All-Star Kyrie Irving missed the game because of a strained left hip. The injury is not considered serious and his status is officially day-to-day, but the team has played well without Irving at TD Garden since last season.
It has not played well without him on the road, and when he missed the Jan. 14 game against the Nets in Brooklyn, the Celtics lost and were mired in a three-game losing streak. In that game, the Celtics were outscored by 23 points in a grisly third quarter. Monday’s third quarter was not quite that bad, but the Celtics did give up 38 points as they saw their earlier 13-point lead flip into a 3-point deficit.
This time, however, they bounced back with a powerful start to the fourth, using a 12-0 run to reclaim control.

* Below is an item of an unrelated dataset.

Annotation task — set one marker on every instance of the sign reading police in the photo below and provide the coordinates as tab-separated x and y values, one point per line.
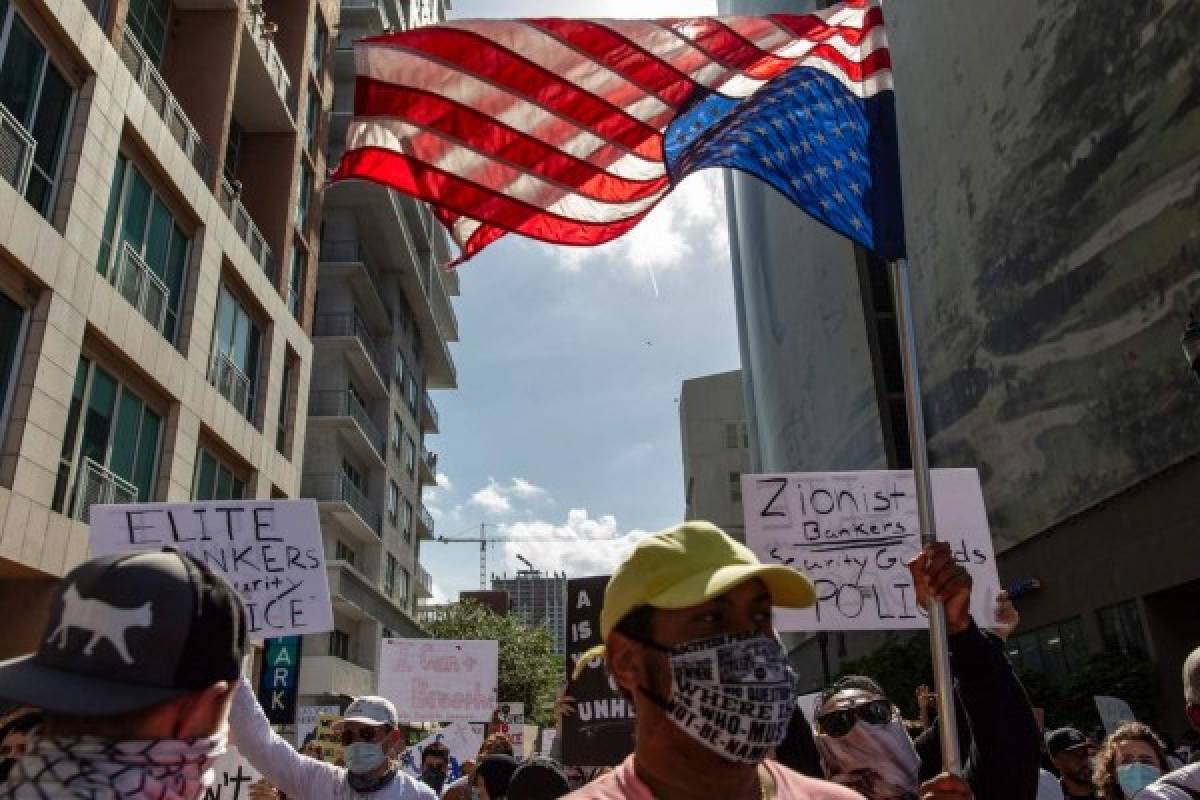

“I thought we played a lot better, a lot more purposeful,” Stevens said. “I thought Baynes protected the rim for us great in that stretch, even with five fouls. And then, that allowed us to get out and run a little bit which was good, too. I guess after you give up 38 in the third, you’ve got to start guarding a little better, so 6 [points] in the first nine minutes [of the fourth] was a good thing.”
Nets guard D’Angelo Russell, a potential All-Star this season, spearheaded his team’s third-quarter burst by hitting three 3-pointers in less than a minute. But Nets coach Kenny Atkinson was frustrated by Russell’s lack of effort going after rebounds early in the fourth. He removed him with 8:42 left and Brooklyn trailing by 7 points, and Russell did not return.
“I think I missed a rebound, a 50-50 play that kind of set him off a little bit,” said Russell, who had a game-high 25 points. “I have to be better.”
The Nets, who have mostly spent recent years as a punch line, have emerged as one of the league’s surprising teams. They are in sixth place in the East, and a win Monday would have pulled them within 2½ games of the fifth-place Celtics.
But they were missing four rotation players, including the borderline All-Star Spencer Dinwiddie, who underwent thumb surgery Monday and is expected to miss 3-6 weeks.
Brooklyn was plucky nevertheless. Using a rotation that included G-League call-up Mitchell Creek, whose NBA experience entering Monday totaled less than one minute, and Theo Pinson, who had played in just eight games all year, Brooklyn spent most of the game in a 2-3 zone defense.
It is a practice that remains unusual in the NBA, but is becoming increasingly common as teams look for ways to slow down historically efficient offenses. The Celtics found plenty of openings on the perimeter, and eventually found their way through stretches in which they struggled to make shots.
“Try to be where they’re not,” Brown said of the Celtics’ zone-busting approach. “Try to find those seams and just attack. Usually when teams are in the zone, it’s a curveball. They’re hiding something, so we’ve just got to be aggressive and exploit whatever it is they’re hiding.”
Smart, whose 3-point shooting has been a bit of a revelation this season, hit four of them against Brooklyn, and the burly Baynes added two. After the game, Stevens jokingly referred to the duo as his “Splash Brothers,” a nod to Golden State’s unstoppable duo, Stephen Curry and Klay Thompson.